RuM only became really interesting when I stayed in the group as a spectator. It’s not the people who respond, but the calls themselves that are fascinating.
“Hi people, for a well-known national magazine I am looking for women (24 to 45, because of the target group) who would like to have a social life.”
“For a triptych in a weekly magazine I am looking for friends or relatives (25-45 years old) of someone who was once missing. It is important that the missing person is found again later.”
“Wanted for an interview in a weekly magazine for women: a woman who has been cured of cancer in recent years, who is now pregnant and will give birth in 2024. It will be a positive interview with photography.”
A certain Jennifer responds to that last call: “Of course it worked or did it require medical intervention?” The answer from the journalist who placed the call: “Both is allowed.”
Do you have or did you have a shitty life, and can we use that to sell magazines?

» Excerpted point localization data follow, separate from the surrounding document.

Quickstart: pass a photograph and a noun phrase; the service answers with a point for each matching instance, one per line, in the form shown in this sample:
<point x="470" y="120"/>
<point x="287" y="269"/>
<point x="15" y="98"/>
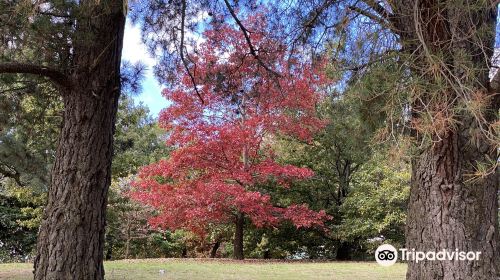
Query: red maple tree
<point x="223" y="156"/>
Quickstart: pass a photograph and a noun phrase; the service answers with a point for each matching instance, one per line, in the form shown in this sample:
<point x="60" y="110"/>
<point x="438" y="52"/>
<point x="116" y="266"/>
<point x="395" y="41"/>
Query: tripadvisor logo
<point x="387" y="255"/>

That method is quite understandable. Last year I saw that Coen Verbraak was writing a new article Volkskrantseries ‘Never the same again’, about the oncological surgeon who got cancer himself, or about the woman who had to arrange her husband’s funeral instead of their wedding, then that was also the first thing I read. Human interest, that’s what it’s called, but the dividing line between human interest and sensationalism is thin. Maybe that doesn’t matter much: there are people who, for various reasons, would like to tell their story and there are people who want to read it. Everyone satisfied.

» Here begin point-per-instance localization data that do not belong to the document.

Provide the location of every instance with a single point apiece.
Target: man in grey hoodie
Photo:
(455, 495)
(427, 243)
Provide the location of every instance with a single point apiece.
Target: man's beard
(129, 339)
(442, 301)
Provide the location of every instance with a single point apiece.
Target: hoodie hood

And yet, when you look at RuM you cannot escape the impression that every form of suffering must be dealt with. RuM is currently in the end-of-year mood. A public broadcaster is looking for parents of a child who “set off fireworks with a painful outcome.” A major news site is looking for people who want to talk about a New Year’s Eve that they never want to experience again (“my New Year’s Eve from hell”), for example because “there was an accident with fireworks”, or for other reasons, it doesn’t matter. if only it was terrible. And then there is the monthly magazine that is looking for someone who celebrates New Year’s Eve completely alone. “Did your relationship end just before the holidays? Or would you like to spend New Year’s Eve with your friends, but are they busy with their own lives? Maybe you have lost a loved one this year, and you are in a festive mood.” Yes, or maybe all your loved ones died during Christmas dinner, just as you were standing in the kitchen. Just saying, we’d love to hear from you.
In any case, there is less to gain from RuM than it seems. The journalist who is still looking for lonely New Year’s Eve celebrants will soon receive people on the phone who will say: “I’m celebrating it with a lot of people, because I am incredibly popular and all my friends are still alive.” Can you do something with that too?”
Tessa Sparreboom is a Dutch specialist and former editor of Propria Cures.